Maduro’s presidential plane grounded

Merrick Garland, the Attorney General of the United States (the equivalent of our Attorney General) declared that “The Department of Justice has seized an aircraft that we believe was illegally purchased for $13 million through a shell company and smuggled out of the United States for use by Nicolás Maduro and his associates“.

American officials interviewed by Cnn describe the aircraft as the Venezuelan equivalent of Air Force Onethe plane carrying the American president. “We are sending a clear message: no one is above the law and no one is beyond the reach of US sanctions“, one of them said.

Sources from the TV station did not elaborate further on the conditions that led to the seizure, but explained that several federal agencies were involved in the process. These included the Bureau of Industry and Security and the departments of Homeland Security, Commerce and Justice. To carry out the operation, representatives from these agencies also collaborated with the Dominican Republicwhich then notified Venezuela of the embargo.

The authorities [del Venezuela] and the Maduro regime are robbing the Venezuelan people for their own gain – one of the American officials declared Cnn –. There are people who can’t even buy a loaf of bread and then there’s the president of Venezuela who travels on a luxury private plane.”. The Venezuelan president’s plane has a estimated value of $13 million.

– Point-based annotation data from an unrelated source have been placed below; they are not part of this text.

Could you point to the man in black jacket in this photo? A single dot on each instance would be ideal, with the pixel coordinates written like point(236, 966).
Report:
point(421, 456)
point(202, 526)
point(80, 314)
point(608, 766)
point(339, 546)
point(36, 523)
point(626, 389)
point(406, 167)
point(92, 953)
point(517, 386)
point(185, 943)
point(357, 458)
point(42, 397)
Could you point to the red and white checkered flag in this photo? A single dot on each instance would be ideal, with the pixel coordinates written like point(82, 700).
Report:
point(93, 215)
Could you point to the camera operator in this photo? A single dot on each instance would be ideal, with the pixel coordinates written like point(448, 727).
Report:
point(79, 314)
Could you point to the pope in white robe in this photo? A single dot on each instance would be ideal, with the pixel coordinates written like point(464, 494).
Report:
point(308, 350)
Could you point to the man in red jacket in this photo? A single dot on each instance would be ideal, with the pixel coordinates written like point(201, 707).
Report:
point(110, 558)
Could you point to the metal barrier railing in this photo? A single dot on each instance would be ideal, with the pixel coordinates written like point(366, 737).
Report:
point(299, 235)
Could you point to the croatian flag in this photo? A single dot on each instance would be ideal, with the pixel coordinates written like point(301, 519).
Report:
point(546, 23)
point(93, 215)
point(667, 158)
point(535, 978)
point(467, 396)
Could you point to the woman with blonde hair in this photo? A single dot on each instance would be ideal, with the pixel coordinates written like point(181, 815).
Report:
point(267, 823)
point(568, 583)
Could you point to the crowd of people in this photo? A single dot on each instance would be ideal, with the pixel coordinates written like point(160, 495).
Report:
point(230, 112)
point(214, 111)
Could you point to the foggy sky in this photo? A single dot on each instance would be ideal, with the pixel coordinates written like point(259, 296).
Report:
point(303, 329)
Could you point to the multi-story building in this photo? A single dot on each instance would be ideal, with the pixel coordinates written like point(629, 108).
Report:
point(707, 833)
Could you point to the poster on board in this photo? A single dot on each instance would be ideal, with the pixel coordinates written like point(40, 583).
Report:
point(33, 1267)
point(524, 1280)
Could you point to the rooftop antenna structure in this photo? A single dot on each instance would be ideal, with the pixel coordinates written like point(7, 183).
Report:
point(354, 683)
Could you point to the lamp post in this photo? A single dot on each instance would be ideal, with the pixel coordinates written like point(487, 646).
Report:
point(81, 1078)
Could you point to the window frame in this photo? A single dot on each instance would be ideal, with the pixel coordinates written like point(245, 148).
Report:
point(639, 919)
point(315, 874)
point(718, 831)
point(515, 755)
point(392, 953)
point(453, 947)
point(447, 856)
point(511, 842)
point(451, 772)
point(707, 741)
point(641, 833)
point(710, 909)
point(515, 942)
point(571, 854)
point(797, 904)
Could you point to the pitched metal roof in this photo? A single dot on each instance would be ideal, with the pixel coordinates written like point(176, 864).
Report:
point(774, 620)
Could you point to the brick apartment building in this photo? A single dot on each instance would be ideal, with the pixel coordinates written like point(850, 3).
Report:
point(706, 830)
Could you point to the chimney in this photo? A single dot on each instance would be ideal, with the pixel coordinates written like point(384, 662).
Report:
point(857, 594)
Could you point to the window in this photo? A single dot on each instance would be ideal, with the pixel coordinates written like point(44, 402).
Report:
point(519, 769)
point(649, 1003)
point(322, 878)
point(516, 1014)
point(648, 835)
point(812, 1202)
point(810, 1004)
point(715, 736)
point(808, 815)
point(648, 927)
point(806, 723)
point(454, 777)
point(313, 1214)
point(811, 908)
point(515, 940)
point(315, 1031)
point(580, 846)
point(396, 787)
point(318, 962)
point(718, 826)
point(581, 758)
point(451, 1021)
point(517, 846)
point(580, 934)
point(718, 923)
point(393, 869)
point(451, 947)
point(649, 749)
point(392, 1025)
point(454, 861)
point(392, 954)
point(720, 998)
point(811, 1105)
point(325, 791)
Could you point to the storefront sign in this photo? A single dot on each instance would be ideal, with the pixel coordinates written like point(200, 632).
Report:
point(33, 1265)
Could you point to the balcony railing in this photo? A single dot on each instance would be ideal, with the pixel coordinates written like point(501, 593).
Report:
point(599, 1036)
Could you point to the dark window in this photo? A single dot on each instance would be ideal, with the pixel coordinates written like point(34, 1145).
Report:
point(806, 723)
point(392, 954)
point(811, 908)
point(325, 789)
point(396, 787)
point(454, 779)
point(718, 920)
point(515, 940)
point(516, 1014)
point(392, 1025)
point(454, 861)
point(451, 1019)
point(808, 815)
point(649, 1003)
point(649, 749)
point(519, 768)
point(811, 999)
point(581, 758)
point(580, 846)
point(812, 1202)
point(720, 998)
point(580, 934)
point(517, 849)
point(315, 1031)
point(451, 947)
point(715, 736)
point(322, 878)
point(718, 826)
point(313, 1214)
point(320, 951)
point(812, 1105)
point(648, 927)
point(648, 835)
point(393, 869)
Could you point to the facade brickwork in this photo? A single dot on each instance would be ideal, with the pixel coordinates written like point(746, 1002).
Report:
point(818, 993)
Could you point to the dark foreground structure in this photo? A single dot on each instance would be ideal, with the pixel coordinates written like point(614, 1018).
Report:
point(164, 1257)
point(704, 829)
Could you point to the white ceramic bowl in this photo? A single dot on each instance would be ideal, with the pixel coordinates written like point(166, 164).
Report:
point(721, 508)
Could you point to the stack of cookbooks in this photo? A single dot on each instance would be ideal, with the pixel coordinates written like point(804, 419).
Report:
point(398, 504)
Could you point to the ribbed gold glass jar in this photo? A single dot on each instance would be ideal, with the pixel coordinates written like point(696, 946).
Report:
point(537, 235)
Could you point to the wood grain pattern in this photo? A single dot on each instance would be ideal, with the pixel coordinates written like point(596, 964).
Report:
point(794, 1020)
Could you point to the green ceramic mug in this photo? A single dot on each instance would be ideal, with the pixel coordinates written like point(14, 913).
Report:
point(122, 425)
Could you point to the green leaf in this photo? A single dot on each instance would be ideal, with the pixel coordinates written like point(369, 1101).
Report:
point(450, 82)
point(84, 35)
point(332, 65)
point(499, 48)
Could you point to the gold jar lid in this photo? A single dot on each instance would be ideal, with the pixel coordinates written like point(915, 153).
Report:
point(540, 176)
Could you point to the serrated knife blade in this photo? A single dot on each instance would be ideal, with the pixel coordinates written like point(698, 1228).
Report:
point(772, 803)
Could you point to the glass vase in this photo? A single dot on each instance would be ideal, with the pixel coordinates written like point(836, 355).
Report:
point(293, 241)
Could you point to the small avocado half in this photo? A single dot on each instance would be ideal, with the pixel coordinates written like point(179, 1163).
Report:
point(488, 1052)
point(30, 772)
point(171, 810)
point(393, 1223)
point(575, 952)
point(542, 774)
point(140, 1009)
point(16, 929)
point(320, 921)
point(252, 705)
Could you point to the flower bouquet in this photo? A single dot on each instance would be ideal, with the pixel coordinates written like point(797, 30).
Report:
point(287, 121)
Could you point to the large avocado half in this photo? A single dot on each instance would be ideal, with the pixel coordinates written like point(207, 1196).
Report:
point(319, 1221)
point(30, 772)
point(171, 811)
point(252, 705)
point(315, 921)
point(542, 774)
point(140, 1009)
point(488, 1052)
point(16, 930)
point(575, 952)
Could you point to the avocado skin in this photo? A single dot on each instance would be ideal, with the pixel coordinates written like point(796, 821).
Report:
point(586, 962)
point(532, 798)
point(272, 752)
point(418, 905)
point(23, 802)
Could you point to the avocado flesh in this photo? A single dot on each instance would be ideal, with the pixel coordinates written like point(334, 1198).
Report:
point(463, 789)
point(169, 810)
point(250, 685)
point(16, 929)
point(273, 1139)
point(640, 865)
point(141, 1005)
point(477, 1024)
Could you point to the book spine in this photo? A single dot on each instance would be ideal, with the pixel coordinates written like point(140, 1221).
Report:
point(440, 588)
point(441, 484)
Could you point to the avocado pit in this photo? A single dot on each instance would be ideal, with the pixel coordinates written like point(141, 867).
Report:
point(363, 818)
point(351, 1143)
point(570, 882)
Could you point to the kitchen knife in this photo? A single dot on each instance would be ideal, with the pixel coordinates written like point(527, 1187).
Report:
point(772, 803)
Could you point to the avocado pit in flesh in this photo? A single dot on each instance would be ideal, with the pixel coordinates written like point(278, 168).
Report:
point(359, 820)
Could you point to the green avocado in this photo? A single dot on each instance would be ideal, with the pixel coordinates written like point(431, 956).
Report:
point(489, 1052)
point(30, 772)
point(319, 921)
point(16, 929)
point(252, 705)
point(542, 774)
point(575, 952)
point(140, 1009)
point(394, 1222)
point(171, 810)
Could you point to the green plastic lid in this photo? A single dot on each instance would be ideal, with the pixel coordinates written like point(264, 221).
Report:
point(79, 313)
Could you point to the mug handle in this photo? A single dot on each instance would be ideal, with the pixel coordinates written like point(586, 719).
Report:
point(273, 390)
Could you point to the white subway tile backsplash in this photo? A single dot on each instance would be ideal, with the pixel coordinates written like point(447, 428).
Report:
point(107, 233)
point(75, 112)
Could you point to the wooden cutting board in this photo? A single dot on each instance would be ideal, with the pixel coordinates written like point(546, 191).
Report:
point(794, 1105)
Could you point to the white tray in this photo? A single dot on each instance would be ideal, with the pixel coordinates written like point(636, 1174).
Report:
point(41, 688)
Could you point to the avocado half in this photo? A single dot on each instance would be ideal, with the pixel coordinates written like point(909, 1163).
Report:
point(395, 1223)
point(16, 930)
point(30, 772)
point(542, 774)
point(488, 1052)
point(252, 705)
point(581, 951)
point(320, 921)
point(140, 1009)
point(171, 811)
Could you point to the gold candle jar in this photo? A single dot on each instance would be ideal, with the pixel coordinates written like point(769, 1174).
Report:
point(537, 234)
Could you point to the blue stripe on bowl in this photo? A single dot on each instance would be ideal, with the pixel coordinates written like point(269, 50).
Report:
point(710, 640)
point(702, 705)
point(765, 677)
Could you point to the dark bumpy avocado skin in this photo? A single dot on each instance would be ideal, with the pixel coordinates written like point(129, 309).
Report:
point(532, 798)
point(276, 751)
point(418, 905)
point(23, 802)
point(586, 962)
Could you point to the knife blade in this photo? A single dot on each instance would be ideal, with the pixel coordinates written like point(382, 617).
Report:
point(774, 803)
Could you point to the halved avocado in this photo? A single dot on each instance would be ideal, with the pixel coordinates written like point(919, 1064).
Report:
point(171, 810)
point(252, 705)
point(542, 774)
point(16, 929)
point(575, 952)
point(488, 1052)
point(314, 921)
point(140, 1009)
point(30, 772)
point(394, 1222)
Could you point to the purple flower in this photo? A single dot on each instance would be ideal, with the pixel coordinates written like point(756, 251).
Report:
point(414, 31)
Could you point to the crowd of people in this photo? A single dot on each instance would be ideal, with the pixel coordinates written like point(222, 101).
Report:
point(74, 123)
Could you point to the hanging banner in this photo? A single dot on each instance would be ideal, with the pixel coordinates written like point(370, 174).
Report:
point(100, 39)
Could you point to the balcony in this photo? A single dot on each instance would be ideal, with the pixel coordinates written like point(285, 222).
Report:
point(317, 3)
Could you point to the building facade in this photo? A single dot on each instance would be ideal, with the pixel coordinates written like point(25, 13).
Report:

The United States’ iron fist against Maduro

Earlier this year the US government had reintroduced sanctions against Venezuela’s energy sector, in response to the Maduro administration’s refusal to guarantee a fair election and the disqualification of opposition candidate María Corina Machado from the presidential election. Following the Maduro’s disputed re-election in Julythe United States pressured Venezuela’s National Electoral Council (CNE) to release “immediately” the voting data, citing concerns and doubts about the credibility of the results.

Last week, US State Department spokesman Matthew Miller said the CNE continues to breach international and domestic principles of transparencydenouncing the “unacceptable violation” of the laws of the South American country and accusing the Supreme Court of having contributed to “silence the voices of the voters by ratifying the unfounded announcement of Maduro’s victory”. Venezuelan Foreign Minister Yván Gil responded to the accusations by declaring that his government “he doesn’t need explanations” to the United States regarding the re-election of Maduro and condemning the Department of Defense, guilty of “persist with his despicable position of interfering in matters that do not concern him“.

The United Nations High Commissioner for Refugees estimates that In the last ten years, almost 8 million people have emigrated from Venezueladriven by the economic crisis, lack of food, limited access to health services and repression by the Maduro regime.